After the transcript being successfully saved, you have multiple ways to retrieve it for your personnal application.
One of the intented way, is by sending a GET request to the end point [get-transcript-url] which is by default https://yourpersonnalsite.com/bbb-transcript/get_transcript.php
, handled by the /var/www/bbb-transcript/get_transcript.php
file.
To get the transcript, simply send a GET request to the [get-transcript-url] url bearing two parameters: (meeting_id, checksum). MeetingId is the id reference of the meeting you want to retrive the transcript of. The checksum serves as an authentication field and is the hash (sha256) of meeting_id and the BBB security salt concatenated together.
The GET request will only be processed by the PHP file if it can verify that the checksum is correct.
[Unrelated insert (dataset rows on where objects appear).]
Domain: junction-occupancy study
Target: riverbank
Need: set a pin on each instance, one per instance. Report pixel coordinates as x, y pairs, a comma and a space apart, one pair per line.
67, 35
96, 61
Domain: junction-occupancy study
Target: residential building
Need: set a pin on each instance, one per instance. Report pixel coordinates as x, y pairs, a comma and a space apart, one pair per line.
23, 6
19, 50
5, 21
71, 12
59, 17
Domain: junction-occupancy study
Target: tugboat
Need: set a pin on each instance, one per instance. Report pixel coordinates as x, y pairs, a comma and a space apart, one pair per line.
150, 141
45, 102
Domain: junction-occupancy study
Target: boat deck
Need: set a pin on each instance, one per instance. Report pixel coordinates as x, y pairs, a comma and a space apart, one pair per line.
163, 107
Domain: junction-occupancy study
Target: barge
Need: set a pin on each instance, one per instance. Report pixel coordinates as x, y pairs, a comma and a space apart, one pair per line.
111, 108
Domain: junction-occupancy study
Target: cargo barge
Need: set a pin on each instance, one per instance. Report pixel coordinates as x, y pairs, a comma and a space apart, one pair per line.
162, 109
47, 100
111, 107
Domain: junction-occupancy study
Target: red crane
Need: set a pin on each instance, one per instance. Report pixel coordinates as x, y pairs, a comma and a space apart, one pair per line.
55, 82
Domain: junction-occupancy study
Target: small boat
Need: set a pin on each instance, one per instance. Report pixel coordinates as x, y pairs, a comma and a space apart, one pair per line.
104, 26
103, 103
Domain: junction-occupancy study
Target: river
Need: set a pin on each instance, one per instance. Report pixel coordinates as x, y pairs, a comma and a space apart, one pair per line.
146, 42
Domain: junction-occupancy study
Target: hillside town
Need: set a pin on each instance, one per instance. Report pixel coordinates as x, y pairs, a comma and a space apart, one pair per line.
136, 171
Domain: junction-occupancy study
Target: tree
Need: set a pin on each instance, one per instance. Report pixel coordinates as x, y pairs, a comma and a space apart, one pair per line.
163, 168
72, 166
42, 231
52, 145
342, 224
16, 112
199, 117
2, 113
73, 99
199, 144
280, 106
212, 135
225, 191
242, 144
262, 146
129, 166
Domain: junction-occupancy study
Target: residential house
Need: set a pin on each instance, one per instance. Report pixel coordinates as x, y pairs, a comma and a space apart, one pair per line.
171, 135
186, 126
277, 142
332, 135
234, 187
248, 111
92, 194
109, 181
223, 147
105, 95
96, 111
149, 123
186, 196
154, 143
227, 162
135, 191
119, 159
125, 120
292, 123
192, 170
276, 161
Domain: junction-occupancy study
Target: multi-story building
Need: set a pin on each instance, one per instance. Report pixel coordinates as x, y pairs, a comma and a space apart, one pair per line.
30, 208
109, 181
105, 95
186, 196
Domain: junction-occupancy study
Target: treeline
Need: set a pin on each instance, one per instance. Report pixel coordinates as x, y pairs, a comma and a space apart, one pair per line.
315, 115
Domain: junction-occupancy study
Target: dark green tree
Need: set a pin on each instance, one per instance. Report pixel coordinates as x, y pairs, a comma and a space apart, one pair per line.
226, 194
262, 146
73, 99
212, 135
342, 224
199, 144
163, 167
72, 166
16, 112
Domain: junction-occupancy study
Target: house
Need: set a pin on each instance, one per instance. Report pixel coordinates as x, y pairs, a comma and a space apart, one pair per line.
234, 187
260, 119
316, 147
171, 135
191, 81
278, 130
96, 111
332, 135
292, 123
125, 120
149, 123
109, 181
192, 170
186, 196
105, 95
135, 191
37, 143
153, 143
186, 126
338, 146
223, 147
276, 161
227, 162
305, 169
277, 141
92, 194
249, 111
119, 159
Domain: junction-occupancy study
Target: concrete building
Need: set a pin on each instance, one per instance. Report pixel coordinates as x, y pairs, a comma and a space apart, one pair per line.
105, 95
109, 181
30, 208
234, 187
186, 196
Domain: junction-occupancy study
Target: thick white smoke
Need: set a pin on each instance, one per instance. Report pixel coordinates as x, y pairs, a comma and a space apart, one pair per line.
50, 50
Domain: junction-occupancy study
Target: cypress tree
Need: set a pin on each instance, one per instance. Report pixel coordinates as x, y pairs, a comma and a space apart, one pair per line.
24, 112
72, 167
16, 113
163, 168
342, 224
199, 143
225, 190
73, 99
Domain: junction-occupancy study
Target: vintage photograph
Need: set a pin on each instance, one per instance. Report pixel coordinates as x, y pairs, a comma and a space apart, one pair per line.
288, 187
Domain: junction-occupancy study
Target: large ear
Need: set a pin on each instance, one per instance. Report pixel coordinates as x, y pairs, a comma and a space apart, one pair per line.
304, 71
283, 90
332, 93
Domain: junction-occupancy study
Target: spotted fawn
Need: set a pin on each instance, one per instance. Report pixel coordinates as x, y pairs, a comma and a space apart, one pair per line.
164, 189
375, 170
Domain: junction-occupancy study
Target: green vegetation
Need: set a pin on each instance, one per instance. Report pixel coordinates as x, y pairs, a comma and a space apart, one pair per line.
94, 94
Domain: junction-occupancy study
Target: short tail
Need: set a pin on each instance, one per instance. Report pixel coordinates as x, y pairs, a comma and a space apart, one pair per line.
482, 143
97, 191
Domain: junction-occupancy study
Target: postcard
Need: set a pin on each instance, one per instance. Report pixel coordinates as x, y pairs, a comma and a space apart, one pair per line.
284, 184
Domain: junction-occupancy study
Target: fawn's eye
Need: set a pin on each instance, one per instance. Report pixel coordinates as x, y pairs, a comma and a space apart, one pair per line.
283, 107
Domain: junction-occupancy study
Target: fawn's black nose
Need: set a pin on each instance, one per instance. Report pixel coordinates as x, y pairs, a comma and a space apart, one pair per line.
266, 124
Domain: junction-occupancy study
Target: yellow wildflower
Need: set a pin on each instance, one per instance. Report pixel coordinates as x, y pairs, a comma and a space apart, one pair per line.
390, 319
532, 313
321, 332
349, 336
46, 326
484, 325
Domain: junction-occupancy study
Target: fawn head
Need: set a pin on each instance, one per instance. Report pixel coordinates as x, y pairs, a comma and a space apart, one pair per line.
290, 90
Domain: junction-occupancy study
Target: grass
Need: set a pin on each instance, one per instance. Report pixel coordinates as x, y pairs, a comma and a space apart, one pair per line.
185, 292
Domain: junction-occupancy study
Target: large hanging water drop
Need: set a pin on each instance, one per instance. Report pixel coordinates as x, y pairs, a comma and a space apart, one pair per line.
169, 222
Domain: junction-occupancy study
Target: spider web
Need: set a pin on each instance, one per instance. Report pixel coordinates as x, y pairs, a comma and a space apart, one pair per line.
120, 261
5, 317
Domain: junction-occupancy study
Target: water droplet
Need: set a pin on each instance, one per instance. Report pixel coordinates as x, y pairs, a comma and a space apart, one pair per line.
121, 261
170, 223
- If the server cannot access the security salt and therefore is unable to verify the security salt, a 500 error is returned.
- If the checksum is incorrect, a 401 error is returned.
- If a transcript for the provided meeting_id exists, it is returned.
- If a transcript for the provided meeting_id does not exist, a 404 error is returned.
- To check the [get-transcript-url] you can use the php script file test-getTranscript.php on another server or simple computer with php-cli.
Of course, a 500 error is returned if another unknown error occurs.